Risky but vitally important
The move was applauded by small-to-medium biotech companies, who invest heavily in R&D, often to provide treatments in areas of unmet need.
“While most successful businesses begin to turn a profit within three years, companies in our sector can, for example, require a decade of work to bring a new medicine to market,” explained Jason Foster, CEO of Ori Biotech, adding a caution: “Any changes to the tax credit system should protect UK taxpayers from bad actors without limiting job growth or pushing expertise outside our borders. Otherwise, the next life-saving technologies may be created somewhere else, or worse, not at all.”
Professor Andy Whiting, CEO of Durham University spinout Nevrargenics, said: “Drug development is inherently risky but vitally important for improving access to new treatments. We will be able to reinvest this R&D relief back into intensive research to bring new treatments to market more quickly and change lives for patients. This targeted R&D support will benefit society and the economy.”
While there was optimism for the UK’s life science sector, many cautioned that more could and should be done, and the industry will be keeping a close eye on developments over the next few months, particularly on whether the UK is able to re-join Horizon Europe and benefit from this hugely important funding source.

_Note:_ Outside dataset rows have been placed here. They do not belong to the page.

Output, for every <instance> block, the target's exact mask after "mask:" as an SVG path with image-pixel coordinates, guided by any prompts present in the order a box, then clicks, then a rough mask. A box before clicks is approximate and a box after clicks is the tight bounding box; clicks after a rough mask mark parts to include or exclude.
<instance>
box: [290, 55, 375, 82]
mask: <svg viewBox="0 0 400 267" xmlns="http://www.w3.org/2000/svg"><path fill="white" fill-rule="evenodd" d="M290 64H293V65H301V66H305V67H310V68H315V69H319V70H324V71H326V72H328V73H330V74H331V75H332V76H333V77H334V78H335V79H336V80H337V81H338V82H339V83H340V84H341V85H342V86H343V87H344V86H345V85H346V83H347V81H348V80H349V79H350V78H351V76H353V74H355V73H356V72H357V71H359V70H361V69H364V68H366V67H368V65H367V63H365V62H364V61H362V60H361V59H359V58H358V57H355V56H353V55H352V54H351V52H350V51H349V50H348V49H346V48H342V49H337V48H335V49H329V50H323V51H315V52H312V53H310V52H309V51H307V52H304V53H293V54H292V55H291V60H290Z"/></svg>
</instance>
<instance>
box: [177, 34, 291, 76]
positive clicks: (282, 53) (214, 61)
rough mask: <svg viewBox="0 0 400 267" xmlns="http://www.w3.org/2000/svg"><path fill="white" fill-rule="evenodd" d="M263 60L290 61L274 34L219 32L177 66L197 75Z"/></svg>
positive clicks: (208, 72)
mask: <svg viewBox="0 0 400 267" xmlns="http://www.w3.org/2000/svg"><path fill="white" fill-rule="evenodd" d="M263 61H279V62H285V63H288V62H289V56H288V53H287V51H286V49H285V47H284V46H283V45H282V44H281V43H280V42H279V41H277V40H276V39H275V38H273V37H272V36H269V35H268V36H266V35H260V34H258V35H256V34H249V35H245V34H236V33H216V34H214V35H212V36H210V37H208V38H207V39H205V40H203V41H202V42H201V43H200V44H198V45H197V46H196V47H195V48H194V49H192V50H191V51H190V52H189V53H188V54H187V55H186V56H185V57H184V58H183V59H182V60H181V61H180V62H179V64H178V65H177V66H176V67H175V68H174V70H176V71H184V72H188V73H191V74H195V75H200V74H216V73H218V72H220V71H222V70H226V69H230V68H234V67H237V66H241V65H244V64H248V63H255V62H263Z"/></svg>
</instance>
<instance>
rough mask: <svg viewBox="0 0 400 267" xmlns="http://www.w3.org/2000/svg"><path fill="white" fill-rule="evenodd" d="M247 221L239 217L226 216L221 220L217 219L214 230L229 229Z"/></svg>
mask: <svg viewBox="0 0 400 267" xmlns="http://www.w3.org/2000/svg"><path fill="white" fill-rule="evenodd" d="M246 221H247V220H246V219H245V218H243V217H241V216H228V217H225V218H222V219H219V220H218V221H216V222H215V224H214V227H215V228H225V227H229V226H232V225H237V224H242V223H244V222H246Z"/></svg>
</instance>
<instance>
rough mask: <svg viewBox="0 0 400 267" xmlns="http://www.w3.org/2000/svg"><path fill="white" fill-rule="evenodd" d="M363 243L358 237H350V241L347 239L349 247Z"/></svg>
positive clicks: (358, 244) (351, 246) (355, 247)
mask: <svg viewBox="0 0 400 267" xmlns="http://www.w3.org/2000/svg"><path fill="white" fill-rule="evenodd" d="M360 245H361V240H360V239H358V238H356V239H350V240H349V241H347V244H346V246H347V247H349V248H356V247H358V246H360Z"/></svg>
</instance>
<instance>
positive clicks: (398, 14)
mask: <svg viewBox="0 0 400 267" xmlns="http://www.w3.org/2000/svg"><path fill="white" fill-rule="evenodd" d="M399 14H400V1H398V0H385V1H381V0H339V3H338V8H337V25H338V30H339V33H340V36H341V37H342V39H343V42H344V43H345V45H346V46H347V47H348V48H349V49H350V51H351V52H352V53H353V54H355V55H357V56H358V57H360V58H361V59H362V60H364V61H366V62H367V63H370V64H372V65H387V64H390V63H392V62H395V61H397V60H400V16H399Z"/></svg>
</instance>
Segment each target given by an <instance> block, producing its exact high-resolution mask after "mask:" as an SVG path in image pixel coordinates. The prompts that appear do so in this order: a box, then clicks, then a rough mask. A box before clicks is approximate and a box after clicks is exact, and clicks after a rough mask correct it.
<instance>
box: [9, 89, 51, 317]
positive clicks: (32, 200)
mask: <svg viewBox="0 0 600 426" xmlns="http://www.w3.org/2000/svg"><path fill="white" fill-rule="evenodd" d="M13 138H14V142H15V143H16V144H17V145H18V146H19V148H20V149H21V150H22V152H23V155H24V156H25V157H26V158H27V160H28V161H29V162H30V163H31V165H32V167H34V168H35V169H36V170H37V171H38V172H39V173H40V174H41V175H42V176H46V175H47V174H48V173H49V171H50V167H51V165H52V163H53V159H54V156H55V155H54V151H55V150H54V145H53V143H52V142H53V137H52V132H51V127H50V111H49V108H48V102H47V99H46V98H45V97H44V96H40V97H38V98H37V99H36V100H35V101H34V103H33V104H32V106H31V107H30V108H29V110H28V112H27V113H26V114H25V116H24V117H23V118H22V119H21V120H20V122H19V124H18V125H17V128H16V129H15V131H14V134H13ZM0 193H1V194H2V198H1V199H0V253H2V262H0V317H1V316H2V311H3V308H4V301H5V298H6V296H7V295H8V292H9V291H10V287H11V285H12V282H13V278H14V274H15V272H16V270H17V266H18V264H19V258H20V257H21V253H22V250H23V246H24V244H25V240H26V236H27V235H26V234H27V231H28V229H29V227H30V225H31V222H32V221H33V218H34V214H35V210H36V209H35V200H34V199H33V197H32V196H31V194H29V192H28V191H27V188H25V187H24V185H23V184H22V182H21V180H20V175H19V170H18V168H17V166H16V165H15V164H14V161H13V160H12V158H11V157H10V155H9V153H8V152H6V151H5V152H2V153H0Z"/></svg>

Steve Bates OBE, CEO of BIA, said: “The new scheme being developed is a great opportunity for the UK to fine-tune and enhance what is already recognised globally as a key mechanism for incentivising SME investment in R&D and innovation. Going forward we need to ensure the UK’s support for highly innovative companies is globally competitive, eliminates fraud and targets taxpayers’ money into truly innovative businesses that are creating jobs and driving economic growth.”
An AstraZeneca spokesperson described the Budget is “a step in the right direction”, but added that “we look forward to the UK government going further to create stronger commercial and fiscal conditions to attract major new investment in the face of growing global competition. Specifically for life sciences, the government must also speedily resolve the problem of the 26.5% revenue levy on innovative medicines used by the NHS.”
This message was amplified by the ABPI’s Richard Torbett, who said: “To further unlock this potential, it is essential that a new Voluntary Scheme is agreed between industry and government which will help build on the Chancellor’s vision for a globally competitive, high growth UK.”